Firefighters Battling Fires and Serious Mental Health Challenges

Three local firefighters are talking about battling PTSD, depression and anxiety because they hope no other first responder has to suffer.

For Atwood Hose Deputy Chief Andrew Duval, even odors bring back the trauma he’s experienced on the job.

"The smell of antifreeze triggers it from a previous car accident I've been to," Duval said. 

Colchester Firefighter Dave Barnes said just being at home reminds him of a severe burn victim he met during a call down the block.

"I remember hearing the screaming," Barnes said.

After Stamford Fire Captain Jaques Roy helped recover two bodies in an infamous Christmas day fire five years ago, all it takes to remind him of that horrific day is a certain whitish-pink color, the color he saw one of the fire's young victims wearing.

"I would drive my kids to school and I would drop them off and every little girl with a backpack would have that color on it," said Roy.

The triggers may be different but what most firefighters have in common is the long journey they had to realize they had a problem and then admitting they needed to find the help.

NBC Connecticut teamed up with other NBC stations and The International Association of Fire Fighters (IAFF) to examine the issue of firefighter mental health nationwide. NBC Owned Stations sent surveys to first responders and got almost 7000 responses, including 124 from those working in Connecticut.

Three out of four surveyed said they have lingering or unresolved emotional issues due to stressful experiences as a firefighter.

That includes Manchester Fire Chief David Billings.

After a 2010 workplace shooting that left eight dead, he sought help but found that help to be lacking.

"I feel like I feel like we're doing a good job based on what we have at the moment.
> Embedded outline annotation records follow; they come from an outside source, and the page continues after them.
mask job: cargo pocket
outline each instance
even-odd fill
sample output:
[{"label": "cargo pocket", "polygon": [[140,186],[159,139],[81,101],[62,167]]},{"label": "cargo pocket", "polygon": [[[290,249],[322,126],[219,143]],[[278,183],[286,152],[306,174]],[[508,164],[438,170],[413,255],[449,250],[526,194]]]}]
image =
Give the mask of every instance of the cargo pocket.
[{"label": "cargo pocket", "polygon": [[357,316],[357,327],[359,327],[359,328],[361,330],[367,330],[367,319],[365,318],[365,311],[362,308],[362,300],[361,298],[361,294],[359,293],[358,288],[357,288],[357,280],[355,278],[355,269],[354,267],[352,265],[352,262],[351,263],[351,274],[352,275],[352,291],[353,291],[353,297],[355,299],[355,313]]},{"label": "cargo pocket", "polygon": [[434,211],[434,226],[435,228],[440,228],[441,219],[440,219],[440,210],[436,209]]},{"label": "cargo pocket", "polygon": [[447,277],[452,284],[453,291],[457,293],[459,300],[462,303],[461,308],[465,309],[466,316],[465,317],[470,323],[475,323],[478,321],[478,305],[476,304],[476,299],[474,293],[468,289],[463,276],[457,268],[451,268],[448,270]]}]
But I do absolutely feel like there is more to do," Billings said.

NBC Owned Station's survey results show that appears to be true.

  • Four out of five Connecticut firefighters said employee assistance programs don't work in addressing their mental health issues
  • Just 40 percent of Connecticut firefighters said they were helped from critical incident stress debriefings, where a team meets with firefighters and reviews a stressful event step by step

According to our survey, 70 percent of Connecticut firefighters found peer-to-peer counseling helpful.

"You trust your peer, you know they understand," Roy said.

Firefighters surveyed said there needs to be more discussions or training about mental health. Some said their departments address it once a year at most.

Billings has researched something called "resiliency training" which teachers firefighters to develop emotional strength before a stressful incident, so the effects don't linger as long afterward.

But the hardest part in getting firefighters the assistance they need may be in ending the stigma of coming forward and admitting you need help.

In Connecticut, more than 80 percent of those surveyed said there's a stigma about mental health issues and that makes them reluctant to seek out the assistance they need;

The firefighters NBC Connecticut spoke with believing over time, things will change, because Duval said, it has to.

"We need to start taking care of ourselves and the service because if we kept going we were going twenty years ago, thirty years from now there'd be no fire service," Duval said.